Argentina launches vax campaign to get kids back to in-person classes
Argentina on Monday launched a National Vaccination Campaign against Covid-19 to ensure “full and safe in-person presence in schools,” with an eye toward the start of the new school year in a few weeks and after two years during which the pandemic left thousands of children without in-person learning for months and spurred many to actually drop out of school.
“The priority is for this year for there to be school and in-person (learning) for all Argentinian children. Let them all return to school,” said Argentinian President Alberto Fernandez at the ceremony to inaugurate the vaccination campaign at a stadium in the town of Moron, in Buenos Aires province.
“And to do it, we need teachers and we have to give the teachers safe scenarios to be able to work and that security is only provided by vaccination,” the president added.
The campaign to get vaccination on the national calendar and increase immunization against the coronavirus is aimed at primary and secondary school students, their families, teachers and non-teacher staff with the objective of guaranteeing in-person learning during the school year.
Argentina’s school year, which will last for 190 days, will begin on March 2 in 22 of the country’s 24 jurisdictions, Education Minister Jaime Perczyk said, meaning that the country has five weeks to get kids and teens vaccinated.

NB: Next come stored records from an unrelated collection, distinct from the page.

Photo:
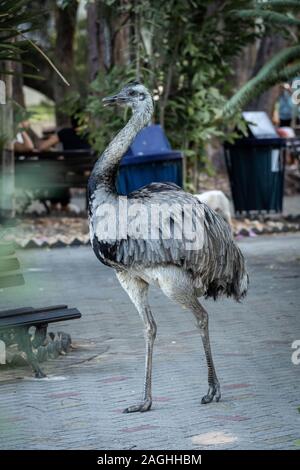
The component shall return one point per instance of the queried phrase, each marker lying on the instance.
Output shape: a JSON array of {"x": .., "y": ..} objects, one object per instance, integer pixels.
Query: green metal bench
[{"x": 16, "y": 323}]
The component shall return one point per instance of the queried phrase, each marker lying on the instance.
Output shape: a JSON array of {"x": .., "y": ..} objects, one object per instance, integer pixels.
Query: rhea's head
[{"x": 135, "y": 95}]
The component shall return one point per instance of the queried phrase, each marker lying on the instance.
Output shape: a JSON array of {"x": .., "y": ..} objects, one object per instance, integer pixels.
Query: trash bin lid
[
  {"x": 253, "y": 142},
  {"x": 260, "y": 125},
  {"x": 150, "y": 144}
]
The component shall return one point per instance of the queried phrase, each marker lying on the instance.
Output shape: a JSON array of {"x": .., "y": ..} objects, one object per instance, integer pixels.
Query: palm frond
[
  {"x": 273, "y": 72},
  {"x": 269, "y": 16},
  {"x": 279, "y": 4}
]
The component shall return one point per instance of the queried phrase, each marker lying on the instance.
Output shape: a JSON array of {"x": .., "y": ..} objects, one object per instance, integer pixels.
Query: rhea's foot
[
  {"x": 39, "y": 374},
  {"x": 144, "y": 406},
  {"x": 213, "y": 391}
]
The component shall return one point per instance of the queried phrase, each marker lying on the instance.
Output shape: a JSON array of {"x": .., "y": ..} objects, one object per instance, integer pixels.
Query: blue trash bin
[{"x": 149, "y": 159}]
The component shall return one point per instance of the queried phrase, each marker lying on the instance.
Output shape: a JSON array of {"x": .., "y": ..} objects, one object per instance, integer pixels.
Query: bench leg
[{"x": 26, "y": 346}]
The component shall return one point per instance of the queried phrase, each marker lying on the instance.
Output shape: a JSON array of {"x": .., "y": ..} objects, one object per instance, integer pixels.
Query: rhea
[{"x": 182, "y": 268}]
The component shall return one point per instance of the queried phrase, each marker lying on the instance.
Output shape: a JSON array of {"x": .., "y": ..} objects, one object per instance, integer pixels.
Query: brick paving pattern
[{"x": 80, "y": 405}]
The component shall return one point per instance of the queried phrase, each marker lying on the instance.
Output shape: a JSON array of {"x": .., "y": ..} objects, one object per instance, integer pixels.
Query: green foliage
[
  {"x": 102, "y": 123},
  {"x": 284, "y": 66},
  {"x": 182, "y": 52}
]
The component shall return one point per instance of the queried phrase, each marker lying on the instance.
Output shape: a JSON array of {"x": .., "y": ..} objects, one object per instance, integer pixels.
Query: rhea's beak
[{"x": 115, "y": 99}]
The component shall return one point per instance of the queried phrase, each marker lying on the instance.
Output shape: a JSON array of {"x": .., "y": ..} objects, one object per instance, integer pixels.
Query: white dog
[{"x": 217, "y": 201}]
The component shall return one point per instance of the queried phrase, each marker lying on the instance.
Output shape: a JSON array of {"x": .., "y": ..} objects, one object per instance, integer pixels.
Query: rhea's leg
[
  {"x": 181, "y": 290},
  {"x": 213, "y": 383},
  {"x": 137, "y": 290}
]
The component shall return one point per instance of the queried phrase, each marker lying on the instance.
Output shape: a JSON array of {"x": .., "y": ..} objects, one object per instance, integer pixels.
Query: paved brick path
[{"x": 80, "y": 405}]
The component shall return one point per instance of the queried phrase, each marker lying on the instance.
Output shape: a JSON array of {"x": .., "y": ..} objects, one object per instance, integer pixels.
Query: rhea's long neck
[{"x": 105, "y": 169}]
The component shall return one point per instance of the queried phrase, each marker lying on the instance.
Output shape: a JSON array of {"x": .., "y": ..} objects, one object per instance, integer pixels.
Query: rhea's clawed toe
[
  {"x": 213, "y": 392},
  {"x": 142, "y": 407}
]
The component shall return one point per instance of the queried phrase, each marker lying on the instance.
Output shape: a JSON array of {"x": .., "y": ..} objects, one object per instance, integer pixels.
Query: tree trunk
[
  {"x": 108, "y": 34},
  {"x": 7, "y": 163},
  {"x": 65, "y": 19},
  {"x": 18, "y": 94},
  {"x": 268, "y": 47}
]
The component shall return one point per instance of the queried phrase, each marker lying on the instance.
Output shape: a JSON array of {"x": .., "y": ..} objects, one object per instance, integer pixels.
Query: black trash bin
[
  {"x": 256, "y": 172},
  {"x": 149, "y": 159}
]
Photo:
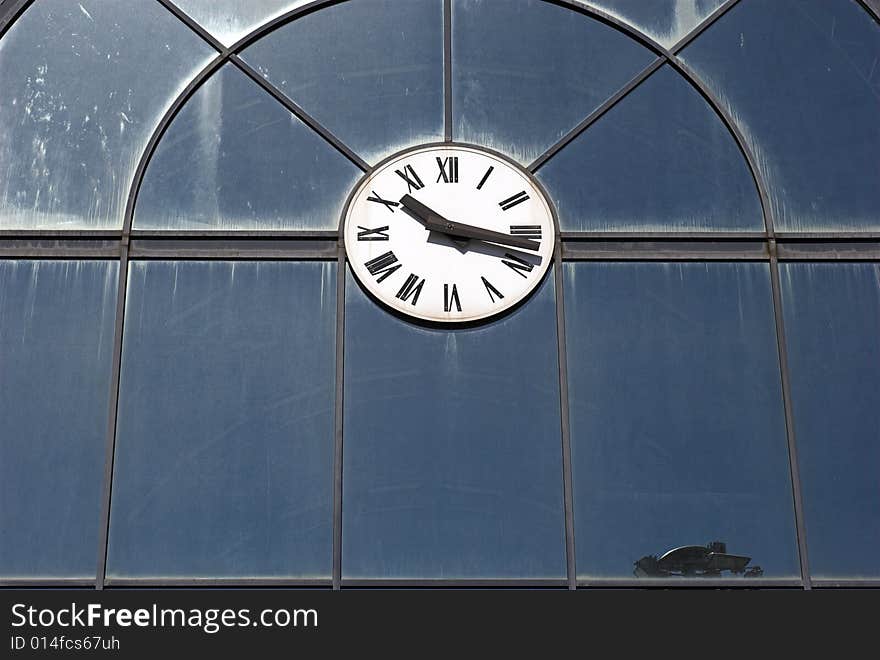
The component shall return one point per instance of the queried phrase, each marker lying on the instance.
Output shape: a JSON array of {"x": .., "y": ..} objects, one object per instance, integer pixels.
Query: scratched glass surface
[
  {"x": 525, "y": 73},
  {"x": 230, "y": 20},
  {"x": 235, "y": 158},
  {"x": 832, "y": 324},
  {"x": 56, "y": 345},
  {"x": 665, "y": 21},
  {"x": 452, "y": 456},
  {"x": 84, "y": 85},
  {"x": 802, "y": 80},
  {"x": 225, "y": 431},
  {"x": 370, "y": 71},
  {"x": 660, "y": 160},
  {"x": 677, "y": 427}
]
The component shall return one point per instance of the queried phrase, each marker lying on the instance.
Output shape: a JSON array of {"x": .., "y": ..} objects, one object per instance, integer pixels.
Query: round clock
[{"x": 449, "y": 233}]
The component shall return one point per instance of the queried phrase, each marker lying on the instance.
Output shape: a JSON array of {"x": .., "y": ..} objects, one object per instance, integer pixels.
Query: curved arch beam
[{"x": 667, "y": 56}]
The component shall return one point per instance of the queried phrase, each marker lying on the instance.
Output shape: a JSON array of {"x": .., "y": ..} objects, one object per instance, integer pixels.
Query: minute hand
[{"x": 436, "y": 222}]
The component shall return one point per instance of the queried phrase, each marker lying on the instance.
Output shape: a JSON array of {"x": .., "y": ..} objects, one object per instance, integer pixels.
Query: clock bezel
[{"x": 452, "y": 323}]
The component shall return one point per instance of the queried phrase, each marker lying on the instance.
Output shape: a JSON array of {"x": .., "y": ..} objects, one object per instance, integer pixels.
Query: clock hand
[{"x": 436, "y": 222}]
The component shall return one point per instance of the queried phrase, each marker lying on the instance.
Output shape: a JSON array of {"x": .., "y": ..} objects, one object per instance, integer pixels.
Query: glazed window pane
[
  {"x": 800, "y": 77},
  {"x": 225, "y": 428},
  {"x": 678, "y": 433},
  {"x": 236, "y": 159},
  {"x": 665, "y": 21},
  {"x": 84, "y": 85},
  {"x": 230, "y": 20},
  {"x": 452, "y": 450},
  {"x": 660, "y": 160},
  {"x": 832, "y": 322},
  {"x": 371, "y": 71},
  {"x": 525, "y": 73},
  {"x": 56, "y": 345}
]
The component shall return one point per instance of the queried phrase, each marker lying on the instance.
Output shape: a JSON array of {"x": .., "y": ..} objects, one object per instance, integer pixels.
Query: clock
[{"x": 449, "y": 233}]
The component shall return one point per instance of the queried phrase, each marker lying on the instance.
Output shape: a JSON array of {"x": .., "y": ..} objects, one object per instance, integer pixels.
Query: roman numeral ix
[
  {"x": 448, "y": 169},
  {"x": 408, "y": 174},
  {"x": 382, "y": 266},
  {"x": 510, "y": 202}
]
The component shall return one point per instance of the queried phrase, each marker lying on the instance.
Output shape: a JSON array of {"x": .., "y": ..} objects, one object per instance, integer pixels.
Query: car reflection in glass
[{"x": 711, "y": 560}]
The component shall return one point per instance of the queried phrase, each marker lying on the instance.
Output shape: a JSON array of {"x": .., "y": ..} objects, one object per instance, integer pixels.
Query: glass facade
[{"x": 689, "y": 395}]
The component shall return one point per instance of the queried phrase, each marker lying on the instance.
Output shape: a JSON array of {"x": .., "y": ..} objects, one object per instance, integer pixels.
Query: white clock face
[{"x": 449, "y": 234}]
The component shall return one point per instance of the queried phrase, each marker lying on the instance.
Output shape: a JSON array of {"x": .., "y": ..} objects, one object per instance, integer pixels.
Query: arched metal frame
[{"x": 767, "y": 246}]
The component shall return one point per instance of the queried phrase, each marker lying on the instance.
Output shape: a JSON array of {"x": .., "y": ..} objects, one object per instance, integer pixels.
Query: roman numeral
[
  {"x": 519, "y": 266},
  {"x": 448, "y": 298},
  {"x": 485, "y": 176},
  {"x": 382, "y": 265},
  {"x": 526, "y": 231},
  {"x": 378, "y": 199},
  {"x": 491, "y": 289},
  {"x": 510, "y": 202},
  {"x": 376, "y": 234},
  {"x": 413, "y": 183},
  {"x": 410, "y": 288},
  {"x": 448, "y": 169}
]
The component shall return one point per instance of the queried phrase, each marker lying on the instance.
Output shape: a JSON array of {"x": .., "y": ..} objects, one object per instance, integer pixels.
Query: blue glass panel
[
  {"x": 659, "y": 160},
  {"x": 225, "y": 428},
  {"x": 678, "y": 433},
  {"x": 665, "y": 21},
  {"x": 802, "y": 81},
  {"x": 230, "y": 20},
  {"x": 452, "y": 453},
  {"x": 525, "y": 73},
  {"x": 371, "y": 71},
  {"x": 235, "y": 158},
  {"x": 832, "y": 324},
  {"x": 84, "y": 85},
  {"x": 56, "y": 345}
]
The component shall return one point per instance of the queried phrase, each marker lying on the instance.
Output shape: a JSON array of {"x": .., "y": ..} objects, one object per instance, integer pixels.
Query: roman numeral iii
[
  {"x": 512, "y": 201},
  {"x": 450, "y": 298},
  {"x": 382, "y": 266},
  {"x": 448, "y": 169},
  {"x": 410, "y": 288},
  {"x": 408, "y": 174}
]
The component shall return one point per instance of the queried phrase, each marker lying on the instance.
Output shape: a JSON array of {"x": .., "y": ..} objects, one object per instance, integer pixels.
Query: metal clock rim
[
  {"x": 452, "y": 324},
  {"x": 453, "y": 144}
]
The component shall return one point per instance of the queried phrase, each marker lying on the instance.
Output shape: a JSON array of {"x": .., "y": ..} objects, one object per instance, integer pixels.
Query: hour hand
[{"x": 436, "y": 222}]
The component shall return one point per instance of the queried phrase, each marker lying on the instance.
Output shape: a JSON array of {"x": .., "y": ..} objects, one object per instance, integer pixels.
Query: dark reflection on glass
[
  {"x": 225, "y": 431},
  {"x": 371, "y": 71},
  {"x": 56, "y": 345},
  {"x": 710, "y": 560},
  {"x": 452, "y": 461},
  {"x": 525, "y": 73},
  {"x": 801, "y": 79},
  {"x": 676, "y": 414},
  {"x": 832, "y": 322},
  {"x": 235, "y": 158},
  {"x": 660, "y": 160}
]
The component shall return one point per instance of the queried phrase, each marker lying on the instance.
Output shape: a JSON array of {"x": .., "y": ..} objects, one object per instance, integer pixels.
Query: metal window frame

Argentina last August began vaccinating teens against Covid-19 and in October health authorities began vaccinating children. According to the latest figures from the Health Ministry, 69.5 percent of children between 3 and 11 have gotten at least their first dose and 46.3 percent have completed the two-dose vaccine regimen, while 85.7 percent of teens between 12 and 17 have gotten at least one dose and 67.5 percent have gotten both doses.
Meanwhile, 90 percent of the country’s teachers have been fully vaccinated.
As part of the confinement measures that Argentina implemented to combat the pandemic in 2020 and part of 2021, the Fernandez administration shut down in-person classes and inaugurated online learning, a move that administration officials admitted delinked about one million children from school, although now about half that number have reconnected.